Santiago Poot

Aun cuando históricamente la población femenina ha reivindicado derechos y espacios, todavía existe un esquema de mecanismos que la constriñen en el ámbito laboral como consecuencia de una violencia estructural, advirtió la maestra Quetziquel Flores Villicaña, investigadora del Departamento de Derecho de la Universidad Autónoma Metropolitana (UAM). 

Ese flagelo en el contexto del trabajo ha sido interiorizado y asimilado por la sociedad y tiene permanencia, debido a que proviene de una concepción cultural, mientras que el término de violencia estructural se aplica a aquellas situaciones que producen daño y afectan satisfacciones humanas básicas: supervivencia; acceso a la formación; condiciones igualitarias; identidad, y libertad.

También se sitúa en las instituciones y en los ámbitos político, económico y social, en los que son establecidas posiciones de género y roles impuestos a las mujeres, que son consideramos específicos de ellas al comprender circunstancias y áreas laborales diferentes y con un ejercicio muy limitado, lo que se arraiga en la familia, afirmó la académica de la Unidad Azcapotzalco.

A lo largo de la historia, las mujeres han permanecido en niveles de subordinación dentro del hogar, lo que ha influido en la división del trabajo –de carácter sexual y no natural– colocándolas en las esferas de los cuidados, la atención, la alimentación y la reproducción.

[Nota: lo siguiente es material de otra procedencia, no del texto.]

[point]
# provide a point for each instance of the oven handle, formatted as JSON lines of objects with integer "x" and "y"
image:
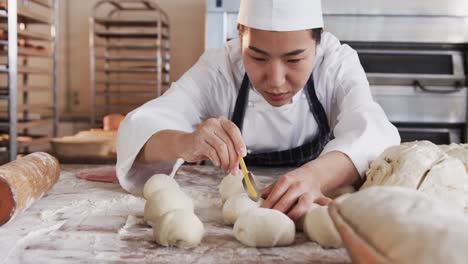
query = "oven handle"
{"x": 455, "y": 89}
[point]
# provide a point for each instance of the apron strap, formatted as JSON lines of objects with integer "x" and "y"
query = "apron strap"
{"x": 291, "y": 157}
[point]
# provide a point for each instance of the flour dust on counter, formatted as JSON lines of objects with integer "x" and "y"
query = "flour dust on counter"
{"x": 84, "y": 221}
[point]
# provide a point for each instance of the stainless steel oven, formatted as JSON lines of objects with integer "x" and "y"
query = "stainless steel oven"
{"x": 415, "y": 54}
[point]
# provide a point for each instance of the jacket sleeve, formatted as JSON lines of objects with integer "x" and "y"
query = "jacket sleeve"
{"x": 189, "y": 101}
{"x": 361, "y": 129}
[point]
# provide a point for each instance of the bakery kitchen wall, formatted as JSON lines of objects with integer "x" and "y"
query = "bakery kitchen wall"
{"x": 187, "y": 44}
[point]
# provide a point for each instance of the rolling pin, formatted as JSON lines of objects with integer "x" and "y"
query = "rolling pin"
{"x": 24, "y": 181}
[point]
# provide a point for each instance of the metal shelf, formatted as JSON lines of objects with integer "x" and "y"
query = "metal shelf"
{"x": 127, "y": 93}
{"x": 138, "y": 83}
{"x": 133, "y": 46}
{"x": 20, "y": 101}
{"x": 29, "y": 34}
{"x": 27, "y": 88}
{"x": 45, "y": 3}
{"x": 127, "y": 58}
{"x": 27, "y": 124}
{"x": 131, "y": 70}
{"x": 131, "y": 35}
{"x": 112, "y": 22}
{"x": 25, "y": 15}
{"x": 30, "y": 107}
{"x": 127, "y": 26}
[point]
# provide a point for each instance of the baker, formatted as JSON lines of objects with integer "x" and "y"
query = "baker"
{"x": 285, "y": 93}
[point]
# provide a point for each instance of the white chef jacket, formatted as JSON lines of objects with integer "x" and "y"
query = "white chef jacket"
{"x": 209, "y": 89}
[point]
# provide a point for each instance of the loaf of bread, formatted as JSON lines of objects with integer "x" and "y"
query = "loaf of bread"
{"x": 24, "y": 181}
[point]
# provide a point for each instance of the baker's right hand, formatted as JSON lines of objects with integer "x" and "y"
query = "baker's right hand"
{"x": 218, "y": 140}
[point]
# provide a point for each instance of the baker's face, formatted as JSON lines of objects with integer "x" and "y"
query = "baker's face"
{"x": 278, "y": 63}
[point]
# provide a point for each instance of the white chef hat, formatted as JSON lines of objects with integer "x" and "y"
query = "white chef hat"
{"x": 281, "y": 15}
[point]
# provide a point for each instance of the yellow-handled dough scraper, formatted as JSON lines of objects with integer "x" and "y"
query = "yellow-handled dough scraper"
{"x": 249, "y": 182}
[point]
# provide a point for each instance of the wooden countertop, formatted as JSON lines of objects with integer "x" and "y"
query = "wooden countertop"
{"x": 82, "y": 221}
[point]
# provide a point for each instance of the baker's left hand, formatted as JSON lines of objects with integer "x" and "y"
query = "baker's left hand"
{"x": 294, "y": 193}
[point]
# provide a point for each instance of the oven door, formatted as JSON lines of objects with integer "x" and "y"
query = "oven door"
{"x": 425, "y": 115}
{"x": 436, "y": 133}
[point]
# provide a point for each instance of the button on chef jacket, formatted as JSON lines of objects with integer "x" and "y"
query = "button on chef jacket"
{"x": 209, "y": 89}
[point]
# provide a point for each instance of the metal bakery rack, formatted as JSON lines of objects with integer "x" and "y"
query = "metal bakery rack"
{"x": 28, "y": 76}
{"x": 129, "y": 54}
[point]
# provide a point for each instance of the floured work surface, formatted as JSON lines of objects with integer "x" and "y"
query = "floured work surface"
{"x": 81, "y": 222}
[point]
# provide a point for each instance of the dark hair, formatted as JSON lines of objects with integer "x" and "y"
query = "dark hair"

Aun cuando existen convenios, normas constitucionales y leyes, por ejemplo, el artículo 123 de la Ley Federal del Trabajo y el Convenio 111 de la Organización Internacional del Trabajo (OIT), la fecundidad y las responsabilidades asignadas –entre otros factores– resultan en experiencias diferenciadas, tanto en su desarrollo como en oportunidades.

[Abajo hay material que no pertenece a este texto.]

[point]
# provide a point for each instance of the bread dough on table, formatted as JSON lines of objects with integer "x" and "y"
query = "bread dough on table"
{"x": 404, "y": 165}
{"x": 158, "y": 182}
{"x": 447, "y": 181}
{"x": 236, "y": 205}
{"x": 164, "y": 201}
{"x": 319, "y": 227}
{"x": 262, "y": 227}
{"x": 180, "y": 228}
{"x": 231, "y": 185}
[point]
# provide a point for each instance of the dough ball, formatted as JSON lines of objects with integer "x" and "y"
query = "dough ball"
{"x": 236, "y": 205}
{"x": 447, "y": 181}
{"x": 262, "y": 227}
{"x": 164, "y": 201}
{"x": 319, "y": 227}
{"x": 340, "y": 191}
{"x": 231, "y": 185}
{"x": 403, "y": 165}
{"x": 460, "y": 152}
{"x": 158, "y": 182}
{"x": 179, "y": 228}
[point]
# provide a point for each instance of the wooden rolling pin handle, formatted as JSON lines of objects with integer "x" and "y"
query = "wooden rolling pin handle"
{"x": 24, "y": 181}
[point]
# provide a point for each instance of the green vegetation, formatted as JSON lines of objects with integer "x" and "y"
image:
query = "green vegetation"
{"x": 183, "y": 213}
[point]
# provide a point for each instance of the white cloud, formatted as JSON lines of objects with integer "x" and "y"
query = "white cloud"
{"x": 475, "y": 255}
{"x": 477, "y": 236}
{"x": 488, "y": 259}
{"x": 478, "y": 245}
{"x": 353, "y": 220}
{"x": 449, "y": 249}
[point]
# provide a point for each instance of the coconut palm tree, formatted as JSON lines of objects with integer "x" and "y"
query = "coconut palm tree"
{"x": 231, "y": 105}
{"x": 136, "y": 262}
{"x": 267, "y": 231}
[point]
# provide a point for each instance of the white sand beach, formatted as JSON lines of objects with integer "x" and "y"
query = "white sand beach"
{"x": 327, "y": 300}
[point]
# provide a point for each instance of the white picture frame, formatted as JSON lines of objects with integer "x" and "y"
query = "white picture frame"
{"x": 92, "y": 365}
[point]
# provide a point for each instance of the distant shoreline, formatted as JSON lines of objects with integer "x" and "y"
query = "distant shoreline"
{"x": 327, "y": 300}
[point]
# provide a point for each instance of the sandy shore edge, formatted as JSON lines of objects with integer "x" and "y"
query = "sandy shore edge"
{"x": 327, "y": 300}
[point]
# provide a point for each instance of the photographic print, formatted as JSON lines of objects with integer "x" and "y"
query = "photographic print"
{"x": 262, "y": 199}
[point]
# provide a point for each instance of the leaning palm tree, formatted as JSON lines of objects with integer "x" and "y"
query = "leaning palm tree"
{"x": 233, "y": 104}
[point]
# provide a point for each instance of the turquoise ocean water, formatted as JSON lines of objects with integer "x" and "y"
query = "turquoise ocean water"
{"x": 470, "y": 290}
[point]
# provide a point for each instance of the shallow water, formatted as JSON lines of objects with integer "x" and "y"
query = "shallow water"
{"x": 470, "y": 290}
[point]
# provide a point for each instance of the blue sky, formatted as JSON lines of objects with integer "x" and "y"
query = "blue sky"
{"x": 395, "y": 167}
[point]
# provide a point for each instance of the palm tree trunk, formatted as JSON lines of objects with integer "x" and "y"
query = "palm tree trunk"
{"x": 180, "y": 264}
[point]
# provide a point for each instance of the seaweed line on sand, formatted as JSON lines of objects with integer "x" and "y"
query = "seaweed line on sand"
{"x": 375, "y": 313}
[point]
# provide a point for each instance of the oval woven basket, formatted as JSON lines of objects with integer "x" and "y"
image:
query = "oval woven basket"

Entre las violencias que padecen están el hostigamiento sexual –basado en el ejercicio del poder– y una relación de sujeción de la víctima al agresor, con atenciones sexuales no solicitadas, bromas, insinuaciones o comentarios impropios sobre su cuerpo o vestimenta.

Además enfrentan acoso sexual, en el que si bien no existe la dependencia hay un proceder abusivo del poder que lleva a la víctima a estados de indefensión y riesgo. La precarización del empleo femenino resulta de la necesidad de hacer frente a las responsabilidades impuestas por la sociedad, aceptando jornadas flexibles, salarios bajos y contrataciones temporales.

Flores Villicaña refirió que cada día más mujeres llegan a puestos estratégicos, pero “no hemos conseguido paridad y es un tema prioritario hablar de las distancias que tenemos en el trabajo de ellas frente al de ellos, en horarios, sueldos, formación y toma de decisiones”.

Por todo esto es necesario un cambio cultural para llegar a un mercado laboral con una nueva mentalidad, que permita a las mujeres ocupar un puesto digno y en igualdad de oportunidades para el desarrollo de sus capacidades, concluyó.

La especialista dictó la Conferencia: A un año del 8-M y del 9-M. Hablemos de los derechos de las mujeres, al participar en el Ciclo: De mujeres, para mujeres: Semana de la mujer, queconcluyó este 12 de marzo.